Had she left thigh-high Fendi boots and studded Burberry coats at “Look What You Made Me Do,” it would have been another one-off—a cruise down memory lane, another device to move forward the plot in under four minutes. But there’s also Cyborg Taylor Swift from “Ready For It,” and the Gucci combat boots and Vetements jacket she was photographed wearing on set for a yet-to-be-released Reputation video. These styling elements are building towards something greater: Taylor Swift is seriously leaning into fashion to reinvent herself in the public eye.
“Going through different phases is one of my favorite things about fashion,” Swift told Vogue in 2016. “I love how it can mark the passage of time. It’s similar to my songs in that way—it all helps identify where I was at in different points of my life.”

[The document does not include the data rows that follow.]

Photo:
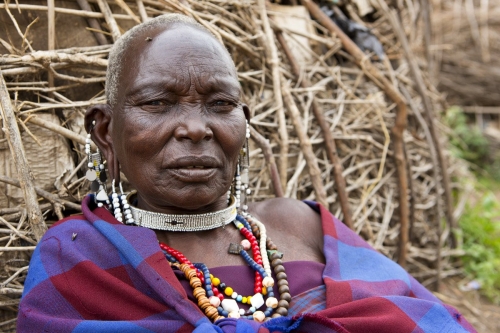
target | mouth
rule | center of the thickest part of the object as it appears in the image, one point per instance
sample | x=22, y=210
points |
x=193, y=163
x=195, y=167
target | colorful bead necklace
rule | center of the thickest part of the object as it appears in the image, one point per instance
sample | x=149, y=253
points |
x=209, y=291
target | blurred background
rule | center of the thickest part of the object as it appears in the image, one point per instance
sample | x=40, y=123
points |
x=386, y=112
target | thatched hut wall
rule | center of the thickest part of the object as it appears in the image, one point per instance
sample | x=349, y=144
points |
x=356, y=97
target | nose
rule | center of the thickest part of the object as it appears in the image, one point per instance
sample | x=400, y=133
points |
x=193, y=127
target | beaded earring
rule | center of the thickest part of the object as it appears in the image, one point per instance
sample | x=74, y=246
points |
x=243, y=166
x=96, y=173
x=129, y=219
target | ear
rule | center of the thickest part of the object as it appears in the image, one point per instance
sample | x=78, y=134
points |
x=100, y=133
x=246, y=110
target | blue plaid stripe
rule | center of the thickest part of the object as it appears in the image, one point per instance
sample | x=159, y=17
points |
x=310, y=301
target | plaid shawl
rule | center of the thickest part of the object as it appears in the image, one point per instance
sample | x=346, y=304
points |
x=91, y=273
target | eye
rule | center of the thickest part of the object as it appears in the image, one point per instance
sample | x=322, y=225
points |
x=223, y=103
x=155, y=103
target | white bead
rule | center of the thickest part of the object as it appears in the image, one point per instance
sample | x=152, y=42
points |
x=102, y=196
x=214, y=300
x=259, y=316
x=257, y=300
x=246, y=244
x=272, y=302
x=234, y=314
x=268, y=281
x=229, y=305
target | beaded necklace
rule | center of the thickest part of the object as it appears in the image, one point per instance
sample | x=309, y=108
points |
x=218, y=300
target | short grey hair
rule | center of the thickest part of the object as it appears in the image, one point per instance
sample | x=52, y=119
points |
x=119, y=49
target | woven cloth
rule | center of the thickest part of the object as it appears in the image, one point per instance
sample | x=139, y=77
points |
x=91, y=273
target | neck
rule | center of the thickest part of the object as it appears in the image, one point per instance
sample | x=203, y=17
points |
x=188, y=207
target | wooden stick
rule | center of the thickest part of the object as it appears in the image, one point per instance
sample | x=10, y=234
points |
x=142, y=10
x=93, y=23
x=263, y=144
x=54, y=199
x=76, y=12
x=54, y=57
x=110, y=20
x=331, y=147
x=305, y=145
x=57, y=129
x=127, y=9
x=51, y=18
x=25, y=175
x=400, y=122
x=273, y=60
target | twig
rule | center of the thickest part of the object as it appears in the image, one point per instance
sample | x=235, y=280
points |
x=127, y=9
x=110, y=20
x=57, y=129
x=273, y=61
x=263, y=144
x=400, y=122
x=94, y=24
x=305, y=145
x=331, y=147
x=17, y=150
x=142, y=10
x=54, y=199
x=65, y=11
x=420, y=85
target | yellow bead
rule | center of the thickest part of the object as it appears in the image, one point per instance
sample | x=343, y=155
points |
x=228, y=291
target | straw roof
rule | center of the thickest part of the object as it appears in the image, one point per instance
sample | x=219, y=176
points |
x=329, y=122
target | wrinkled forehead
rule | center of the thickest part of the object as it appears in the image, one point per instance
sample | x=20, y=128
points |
x=174, y=48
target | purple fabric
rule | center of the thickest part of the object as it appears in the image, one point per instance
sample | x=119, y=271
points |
x=115, y=278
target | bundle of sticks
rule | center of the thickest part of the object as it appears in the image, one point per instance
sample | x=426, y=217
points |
x=354, y=130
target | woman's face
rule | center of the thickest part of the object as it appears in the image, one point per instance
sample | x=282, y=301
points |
x=178, y=125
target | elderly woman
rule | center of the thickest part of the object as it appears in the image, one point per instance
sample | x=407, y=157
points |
x=183, y=252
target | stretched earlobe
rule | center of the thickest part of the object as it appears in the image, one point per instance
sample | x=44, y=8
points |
x=246, y=111
x=98, y=123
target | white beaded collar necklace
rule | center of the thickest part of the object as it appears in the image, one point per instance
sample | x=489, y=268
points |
x=184, y=222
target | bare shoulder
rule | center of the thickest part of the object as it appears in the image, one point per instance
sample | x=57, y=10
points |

Put them together, and the fashion of “Look What You Made Me Do” and “Ready For It” shows us that the old Taylor really is dead—sartorially speaking, at least. If we see a poofy princess gown or sparkly leotard return from the archives, it’s more likely a dig at her old self than a hint that she’s up to her old styling tricks. So long as we only see Taylor Swift through her music videos, she’s fully in control of her Reputation image—and it’s going to be a dark, edgy, IDFWU aesthetic from here on out. The only fault in her formulated new image? We can’t forget about her past ones.